In this dichotomy between a mythical Macondo, “the land that no one had promised them,” and the history of a nation marked by violence, stands the first audiovisual adaptation of one of the greatest Spanish-language novels of all time. It’s been nearly six years since Netflix announced in early 2019 that it had purchased the rights to Gabriel García Márquez’s masterpiece. In the words of Rodrigo García, the son of the Nobel laureate, the writer left just three guidelines for audiovisual interpretation of the work: that such a production be told, “in many hours, in Spanish and in Colombia.” On December 11, Netflix will release the first season of one of the most ambitious audiovisual projects in the history of Latin America.

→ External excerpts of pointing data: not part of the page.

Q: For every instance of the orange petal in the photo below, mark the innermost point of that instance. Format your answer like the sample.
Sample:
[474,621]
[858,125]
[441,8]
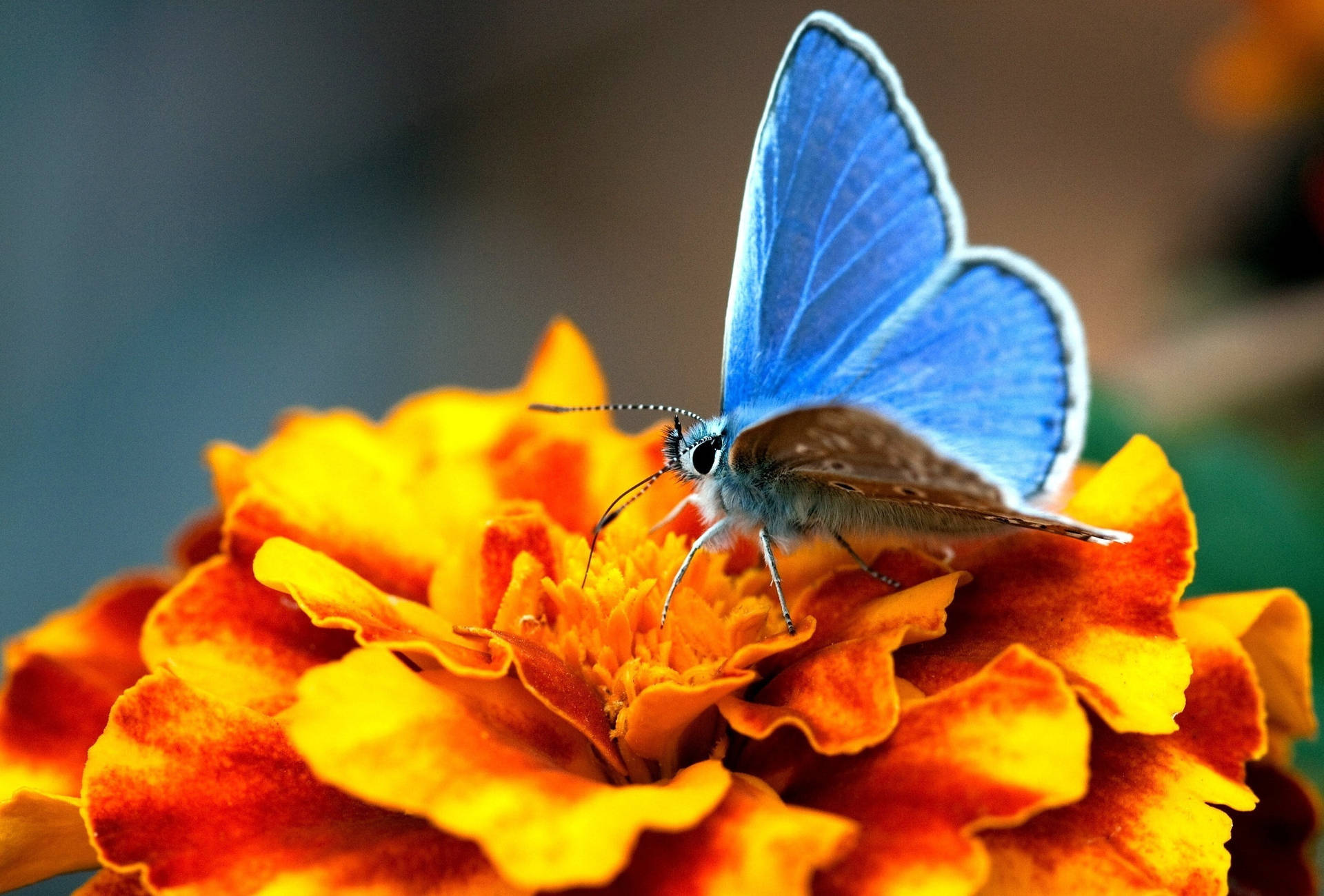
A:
[1102,613]
[1145,825]
[112,883]
[64,675]
[205,797]
[1270,846]
[330,482]
[1274,627]
[752,844]
[994,749]
[400,500]
[844,695]
[198,540]
[334,597]
[654,724]
[485,760]
[548,678]
[41,835]
[223,631]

The series will tell the tale of seven generations of Buendías over the course of 16 episodes, divided evenly between two seasons. The project implied a serious challenge to all involved, amplified by the sky-high expectations generated by the adaptation of a novel that has sold over 50 million copies around the world — not to mention those of its home country, where the story is seen as a reflection of society itself. This, according to its screenwriter Natalia Santa, in an interview that took place by video call in mid-October. “For us, it was very important to understand the novel first as a great document of Colombian history and as a portrait of our society, how we are as a nation, a nation that has suffered from centuries of violence. One Hundred Years of Solitude offers a stark portrait of violence in Colombia, what it has meant on a political level, but also its impact on everyday life, on families.”